A Maria Clara apoia a Ministra. O que vocês acham?
Rio de Janeiro – No Brasil, a divisão de gêneros sempre fez
com que as mulheres buscassem profissões mais ligadas à educação e às
ciências humanas, enquanto os homens são levados para as ciências exatas
e a engenharia. A afirmação foi feita hoje (9) pela ministra Eleonora
Menicucci, da Secretaria de Políticas para as Mulheres, ao participar
do painel Mulheres e Inclusão na América Latina. O painel é parte da
programação do Fórum de Líderes de Governo – América Latina e Caribe,
que debate, até amanhã (10), experiências sobre as oportunidades que a
tecnologia da informação traz para a região.
Segundo a ministra, o evento é uma oportunidade
para iniciar uma mudança nesse paradigma. “É necessário, é importante
porque traz uma discussão que não está muito no campo das mulheres
ainda, embora as mulheres estejam muito capacitadas para fazer.
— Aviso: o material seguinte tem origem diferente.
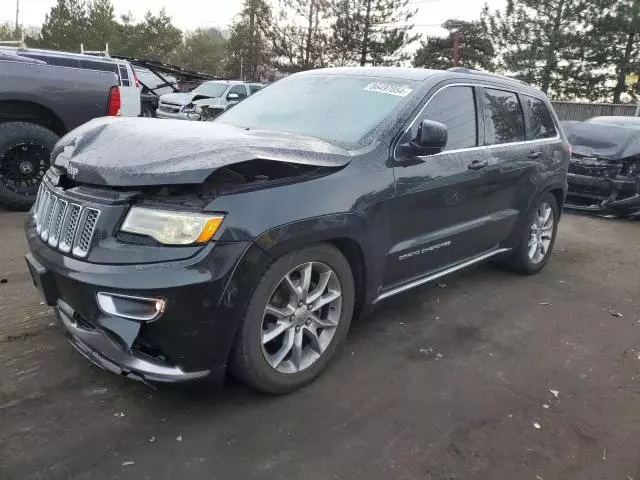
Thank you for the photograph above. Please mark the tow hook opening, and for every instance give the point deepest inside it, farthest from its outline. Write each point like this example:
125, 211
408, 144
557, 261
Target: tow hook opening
131, 307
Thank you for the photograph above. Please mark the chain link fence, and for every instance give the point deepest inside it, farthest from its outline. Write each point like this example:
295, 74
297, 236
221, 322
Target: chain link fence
583, 111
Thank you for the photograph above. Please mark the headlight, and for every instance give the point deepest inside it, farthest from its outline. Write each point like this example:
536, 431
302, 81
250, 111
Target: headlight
172, 228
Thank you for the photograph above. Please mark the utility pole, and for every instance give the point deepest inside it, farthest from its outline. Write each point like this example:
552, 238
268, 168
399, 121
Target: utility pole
17, 16
456, 50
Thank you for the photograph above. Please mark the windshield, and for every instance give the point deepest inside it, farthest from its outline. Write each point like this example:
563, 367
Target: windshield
630, 122
211, 89
343, 110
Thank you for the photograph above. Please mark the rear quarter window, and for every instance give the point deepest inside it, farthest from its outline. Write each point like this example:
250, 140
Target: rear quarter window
540, 119
504, 118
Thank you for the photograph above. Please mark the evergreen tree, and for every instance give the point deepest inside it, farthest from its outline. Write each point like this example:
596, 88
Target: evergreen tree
248, 48
65, 27
299, 42
371, 31
475, 48
615, 41
204, 50
542, 42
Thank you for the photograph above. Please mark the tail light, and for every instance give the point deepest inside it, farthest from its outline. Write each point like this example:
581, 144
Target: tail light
113, 108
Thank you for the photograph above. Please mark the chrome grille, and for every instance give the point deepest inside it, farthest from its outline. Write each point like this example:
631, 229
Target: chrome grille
66, 226
88, 221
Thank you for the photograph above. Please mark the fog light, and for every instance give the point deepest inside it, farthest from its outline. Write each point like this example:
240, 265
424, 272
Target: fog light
131, 307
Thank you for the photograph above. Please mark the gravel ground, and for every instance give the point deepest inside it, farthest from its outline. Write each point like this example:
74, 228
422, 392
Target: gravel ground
444, 382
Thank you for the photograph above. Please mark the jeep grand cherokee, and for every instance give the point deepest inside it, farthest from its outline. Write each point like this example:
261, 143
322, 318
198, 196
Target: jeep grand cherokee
171, 250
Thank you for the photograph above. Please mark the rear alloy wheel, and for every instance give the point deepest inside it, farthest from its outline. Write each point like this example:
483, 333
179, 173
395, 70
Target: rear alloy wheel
536, 239
297, 317
541, 233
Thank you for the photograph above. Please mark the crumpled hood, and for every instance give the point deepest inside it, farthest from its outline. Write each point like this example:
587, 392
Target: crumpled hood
143, 151
606, 142
177, 98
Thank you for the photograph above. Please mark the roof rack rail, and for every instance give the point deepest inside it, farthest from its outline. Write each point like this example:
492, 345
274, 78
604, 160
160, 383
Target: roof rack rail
104, 53
20, 44
480, 72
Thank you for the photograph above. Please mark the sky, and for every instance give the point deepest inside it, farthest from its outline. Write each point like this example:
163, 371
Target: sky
190, 14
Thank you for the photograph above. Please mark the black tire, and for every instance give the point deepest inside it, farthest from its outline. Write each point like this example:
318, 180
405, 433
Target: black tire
147, 111
519, 261
248, 363
23, 145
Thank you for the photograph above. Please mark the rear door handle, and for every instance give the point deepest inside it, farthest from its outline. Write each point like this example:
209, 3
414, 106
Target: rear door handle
478, 164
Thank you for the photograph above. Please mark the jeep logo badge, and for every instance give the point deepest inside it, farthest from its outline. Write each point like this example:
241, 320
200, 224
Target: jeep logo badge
72, 171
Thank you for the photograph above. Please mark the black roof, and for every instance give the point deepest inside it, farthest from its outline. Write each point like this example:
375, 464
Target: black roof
421, 74
418, 74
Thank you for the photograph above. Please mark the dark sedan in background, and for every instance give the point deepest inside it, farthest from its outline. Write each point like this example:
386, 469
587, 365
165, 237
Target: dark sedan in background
604, 173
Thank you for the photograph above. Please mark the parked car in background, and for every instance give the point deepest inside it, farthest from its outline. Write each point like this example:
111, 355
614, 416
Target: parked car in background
170, 251
43, 95
604, 172
217, 95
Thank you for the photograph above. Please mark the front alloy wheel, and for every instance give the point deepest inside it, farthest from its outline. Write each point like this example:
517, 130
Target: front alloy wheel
541, 233
296, 318
301, 317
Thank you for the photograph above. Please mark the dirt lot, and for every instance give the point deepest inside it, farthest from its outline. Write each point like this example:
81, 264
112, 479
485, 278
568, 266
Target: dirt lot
444, 382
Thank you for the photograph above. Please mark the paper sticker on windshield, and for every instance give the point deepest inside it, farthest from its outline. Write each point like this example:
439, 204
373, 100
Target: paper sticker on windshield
389, 89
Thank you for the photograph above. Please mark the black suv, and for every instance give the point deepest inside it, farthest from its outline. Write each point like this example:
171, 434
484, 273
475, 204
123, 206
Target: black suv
173, 249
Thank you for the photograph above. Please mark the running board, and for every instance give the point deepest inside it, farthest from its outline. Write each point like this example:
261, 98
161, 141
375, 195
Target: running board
441, 273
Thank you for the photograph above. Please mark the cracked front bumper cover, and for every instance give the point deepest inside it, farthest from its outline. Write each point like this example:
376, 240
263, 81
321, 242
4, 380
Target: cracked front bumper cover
603, 195
103, 351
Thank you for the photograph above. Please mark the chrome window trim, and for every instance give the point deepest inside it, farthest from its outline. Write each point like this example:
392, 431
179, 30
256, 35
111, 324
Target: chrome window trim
478, 147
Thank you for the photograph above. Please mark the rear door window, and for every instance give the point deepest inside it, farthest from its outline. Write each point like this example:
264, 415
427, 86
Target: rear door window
456, 108
504, 118
540, 119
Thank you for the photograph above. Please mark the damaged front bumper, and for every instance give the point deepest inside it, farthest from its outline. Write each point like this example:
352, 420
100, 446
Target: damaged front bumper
106, 352
603, 188
188, 339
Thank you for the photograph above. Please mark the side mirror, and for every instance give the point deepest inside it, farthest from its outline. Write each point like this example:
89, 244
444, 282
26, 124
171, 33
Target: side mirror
431, 138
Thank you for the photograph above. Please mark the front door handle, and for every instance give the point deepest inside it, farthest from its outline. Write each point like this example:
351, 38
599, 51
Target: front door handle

E há
também a abertura de possibilidades de parceria com o setor privado”,
destacou.
Eleonora citou o Programa Meninas e
Jovens Fazendo Ciência, Tecnologia e Inovação, lançado no dia 13 de
março. O termo de cooperação entre a Secretaria de Políticas para as
Mulheres, os ministérios da Educação
e da Ciência, Tecnologia e Inovação, a Petrobras e o Conselho Nacional
de Desenvolvimento Científico e Tecnológico (CNPQ) foi publicado ontem
(8) no Diário Oficial da União e está em fase de implementação.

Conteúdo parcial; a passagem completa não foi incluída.